No matter how long it takes however, these businesses would eventually return to their normal levels. When the normal times return, one can expect the competition to be very intense. It is also important to note before the onset of the pandemic, many businesses that were known to be at the forefront of the e-commerce revolution were increasingly investing in more brick-and-mortar presences. One can only guess what the trend would be post-COVID-19.

Additionally, if a July 2020 article in the Wall Street Journal is anything to go by then the whole Working From Home (WFH) phenomenon might not be as exciting as it was hailed out to be. The belief that many businesses were ready to give up their brick and mortar offices is slowly beginning to fade away. The realisation is dawning on many businesses that the WFH Experiment might not be very sustainable.

According to the article, projects are taking longer to complete, training of staff is becoming a huge challenge while employing and integrating new staff is becoming a herculean task. The growing mind-set among CEOs therefore is that as and when this pandemic is over, people have to get back to their offices. The truth is that what will really happen post-pandemic is anybody’s guess.

However, the safe bet is that whether things return to normal anytime soon or not, in-shop experiences will mean a lot more for customers after this pandemic, especially for those who are very health-conscious. Little advantages will mean a lot. Businesses are going to have to perfect their in-shop experience, if they intend to lead on the market. In perfecting that experience, the aroma of the ambience will have to be taken into serious consideration. One bad smell could mean the difference between a pleasant customer experience or distasteful experience.

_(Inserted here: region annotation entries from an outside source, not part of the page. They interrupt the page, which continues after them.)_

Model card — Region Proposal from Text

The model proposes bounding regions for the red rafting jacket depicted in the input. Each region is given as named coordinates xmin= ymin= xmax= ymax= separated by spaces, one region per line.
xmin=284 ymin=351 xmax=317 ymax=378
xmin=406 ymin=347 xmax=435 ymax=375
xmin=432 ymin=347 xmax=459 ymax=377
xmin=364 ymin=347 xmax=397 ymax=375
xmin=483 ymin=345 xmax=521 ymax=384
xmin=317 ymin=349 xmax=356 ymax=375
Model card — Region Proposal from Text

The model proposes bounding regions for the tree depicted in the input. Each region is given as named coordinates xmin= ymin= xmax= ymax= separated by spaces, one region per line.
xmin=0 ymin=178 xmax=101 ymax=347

The scent of the ambience in the shop, office or businesses could be a game changer. As stated earlier, it would not even be surprising if customers begin to relate the smell of a place with whether the air is healthy or not. Post-COVID-19 customers will be very health-conscious and so office premises, retail shops, etc. would be judged on how well aerated they are and how good they smell.

From the earlier discussions, it is safe to state that when it comes to the choice of fragrance for the office, the simpler the better. Also according to one of the experiments discussed, the basic citrus scent did wonders for the purchasing by customers as well as improve the problem-solving skills of students. It therefore makes perfect sense, if a business diffuses simple citrus-scented fragrances around the office and customer reception areas. It might help workers become more productive.

There is a study by Japanese flavours and fragrances manufacturer, Tagasako that claims that the use of aromatherapy can reduce typing errors in the workplace. Different fragrances caused different levels of productivity. For instance, jasmine caused less typing errors than lemon but lavender caused less errors than jasmine.

If a business has enough financial might, it can get an excellent perfumer to create a signature scent for the brand. Businesses that get the scents of their ambiences right—scents that make customers feel at home—will be one step ahead of the competition. Any investment spent in getting the scent right will pay off remarkably. In the end, the scents will eventually make sense.